Copyright Madness du 25 au 31 août : Mauvaise semaine pour le domaine public
:: S.I.Lex :: - calimaq, 2/09/2012
Cette semaine encore, Calimaq m’a prêté les clés du Copyright Madness. Accrochez-vous, la semaine a été rude.
Thomas Fourmeux
Domaine public, mon amour :
Il serait peut-être bon d’expliquer à Youtube ce qu’est le domaine public. En effet, la plateforme de vidéos a retiré une chanson appartenant au domaine public. La victime de ce Copyright Madness a osé poster une vidéo, réalisée par ses petits soins, d’une chanson datant de 144 ans. L’auteur est mort il y a plus de 70 ans. La chanson est donc bel et bien dans le domaine public.

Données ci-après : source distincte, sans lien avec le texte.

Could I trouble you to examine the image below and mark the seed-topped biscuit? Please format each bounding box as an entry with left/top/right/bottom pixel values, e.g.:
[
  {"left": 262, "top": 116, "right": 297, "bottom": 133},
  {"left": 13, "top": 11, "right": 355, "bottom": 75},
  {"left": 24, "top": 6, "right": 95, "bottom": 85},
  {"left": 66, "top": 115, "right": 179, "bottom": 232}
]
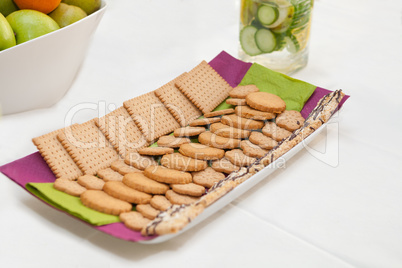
[
  {"left": 173, "top": 126, "right": 206, "bottom": 137},
  {"left": 262, "top": 122, "right": 292, "bottom": 142},
  {"left": 157, "top": 135, "right": 190, "bottom": 148},
  {"left": 103, "top": 181, "right": 152, "bottom": 204},
  {"left": 110, "top": 159, "right": 142, "bottom": 175},
  {"left": 175, "top": 60, "right": 233, "bottom": 114},
  {"left": 179, "top": 143, "right": 225, "bottom": 160},
  {"left": 192, "top": 167, "right": 225, "bottom": 188},
  {"left": 150, "top": 195, "right": 172, "bottom": 211},
  {"left": 124, "top": 152, "right": 158, "bottom": 170},
  {"left": 189, "top": 117, "right": 221, "bottom": 127},
  {"left": 123, "top": 172, "right": 169, "bottom": 195},
  {"left": 171, "top": 183, "right": 206, "bottom": 197},
  {"left": 221, "top": 114, "right": 264, "bottom": 130},
  {"left": 57, "top": 119, "right": 119, "bottom": 176},
  {"left": 160, "top": 153, "right": 207, "bottom": 172},
  {"left": 154, "top": 73, "right": 202, "bottom": 127},
  {"left": 275, "top": 110, "right": 305, "bottom": 131},
  {"left": 204, "top": 108, "right": 235, "bottom": 118},
  {"left": 53, "top": 179, "right": 86, "bottom": 197},
  {"left": 211, "top": 157, "right": 241, "bottom": 174},
  {"left": 240, "top": 140, "right": 268, "bottom": 158},
  {"left": 165, "top": 189, "right": 200, "bottom": 205},
  {"left": 246, "top": 92, "right": 286, "bottom": 113},
  {"left": 144, "top": 165, "right": 192, "bottom": 184},
  {"left": 123, "top": 91, "right": 180, "bottom": 142},
  {"left": 225, "top": 149, "right": 256, "bottom": 167},
  {"left": 226, "top": 98, "right": 247, "bottom": 106},
  {"left": 120, "top": 211, "right": 151, "bottom": 231},
  {"left": 248, "top": 131, "right": 278, "bottom": 150},
  {"left": 138, "top": 147, "right": 174, "bottom": 156},
  {"left": 229, "top": 85, "right": 260, "bottom": 99},
  {"left": 235, "top": 105, "right": 275, "bottom": 121},
  {"left": 32, "top": 125, "right": 83, "bottom": 181},
  {"left": 80, "top": 190, "right": 132, "bottom": 216},
  {"left": 96, "top": 106, "right": 148, "bottom": 158},
  {"left": 210, "top": 122, "right": 251, "bottom": 139},
  {"left": 77, "top": 175, "right": 105, "bottom": 190},
  {"left": 198, "top": 131, "right": 241, "bottom": 150}
]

Toutefois, des ayants droits ont réclamé à Youtube de retirer la chanson prétextant qu’elle appartenait à des majors. L’internaute étant dans les sentiers de la légalité, pourquoi Youtube a-t-il retiré cette vidéo ? C’est probablement parce que notre chanteur a monétisé sa vidéo. Les ayants droit n’ont pas du tolérer l’idée que quelqu’un puisse gagner de l’argent grâce à cette chanson. Cependant, il faudrait leur rappeler que quiconque est libre de commercialiser une œuvre du domaine public !

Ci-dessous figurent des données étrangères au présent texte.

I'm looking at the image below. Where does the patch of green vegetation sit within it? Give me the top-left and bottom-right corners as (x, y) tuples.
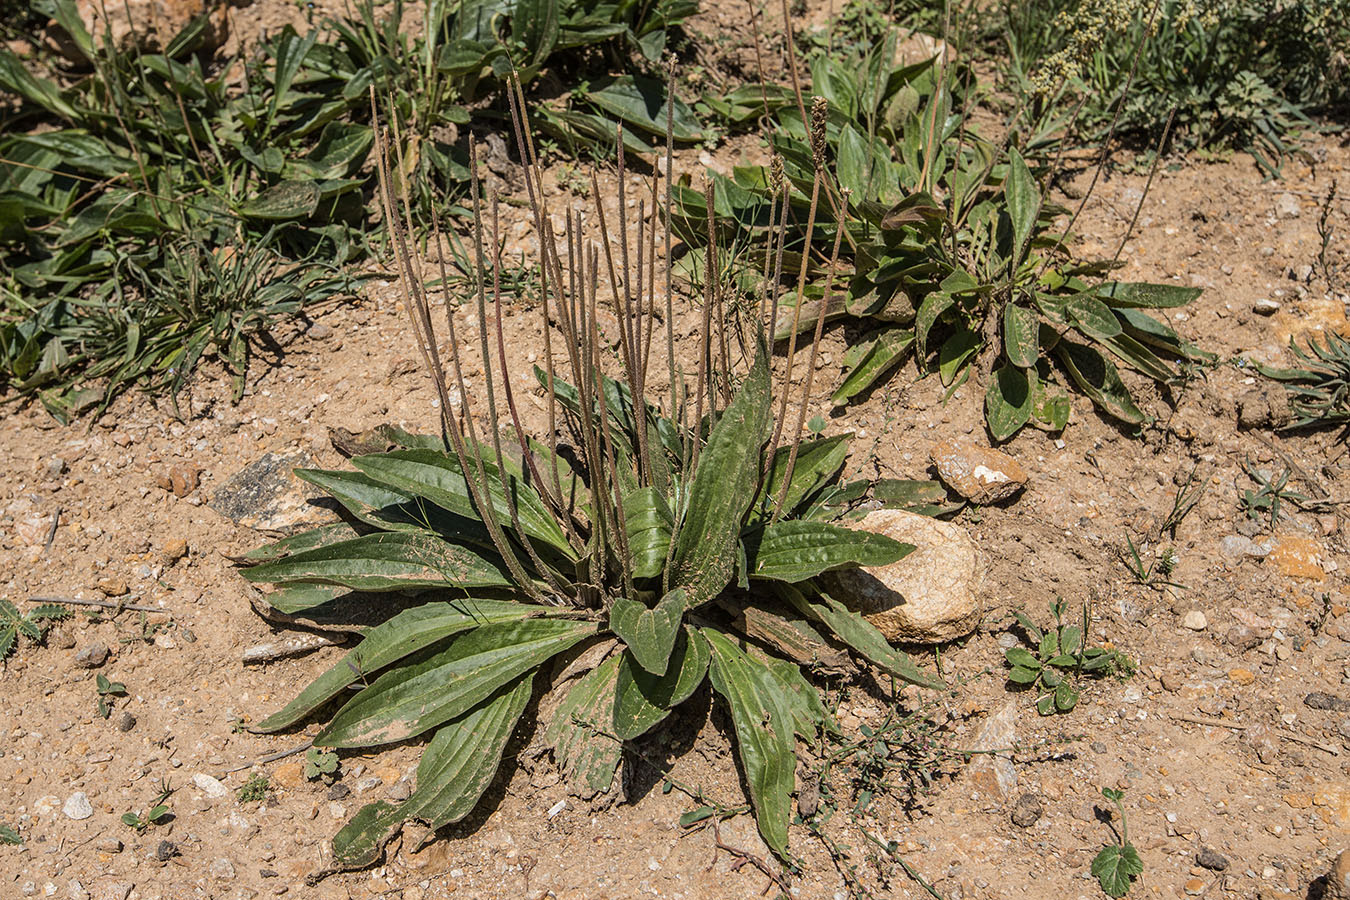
(238, 104), (946, 874)
(121, 779), (173, 832)
(0, 0), (702, 417)
(1005, 0), (1350, 176)
(237, 774), (270, 803)
(690, 30), (1209, 440)
(0, 599), (69, 662)
(95, 672), (127, 719)
(1092, 786), (1143, 897)
(1005, 599), (1133, 715)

Malheureusement, c’est une anecdote qu’on risque de voir se multiplier de plus en plus.
En effet, Google a récemment annoncé qu’il allait rétrograder les sites faisant l’objet de plainte de la part des ayants droit. Mais le problème repose sur la façon dont la procédure se déroule. C’est un algorithme très puissant qui est chargé de repérer le contenu illicite. Evidemment cela pose quelques problèmes. La technologie employée par Google ne fait pas la différence entre ce qui est sous droit et ce qui est libre de droit. A cet épisode fâcheux, il faut ajouter les attaques régulières contre le domaine public. Les ayants droit tentent régulièrement de prolonger la durée des droits afin de se constituer des rentes quasi éternelles. (Ici et là)

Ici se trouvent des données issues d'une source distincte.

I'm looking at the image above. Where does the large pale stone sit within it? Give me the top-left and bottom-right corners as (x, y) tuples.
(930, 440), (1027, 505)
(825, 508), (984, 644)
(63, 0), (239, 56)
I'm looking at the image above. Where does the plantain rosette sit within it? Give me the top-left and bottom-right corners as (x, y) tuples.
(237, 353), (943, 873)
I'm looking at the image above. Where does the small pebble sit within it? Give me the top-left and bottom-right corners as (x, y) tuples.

Le domaine public est bien commun, défendons le !
Le procès qui valait un milliard !
Vous l’aurez peut-être remarqué mais depuis quelques années, on ne parle qu’en milliards. Les Etats ont contracté des dettes de plusieurs milliards. Les capitalisations boursières des entreprises du Nasdaq ou du CAC40 s’élèvent à plusieurs centaines de milliards. Les entreprises s’achètent au minimum un milliard de dollars. Eh bien aujourd’hui, même les procès se soldent par des amendes qui atteignent le milliard.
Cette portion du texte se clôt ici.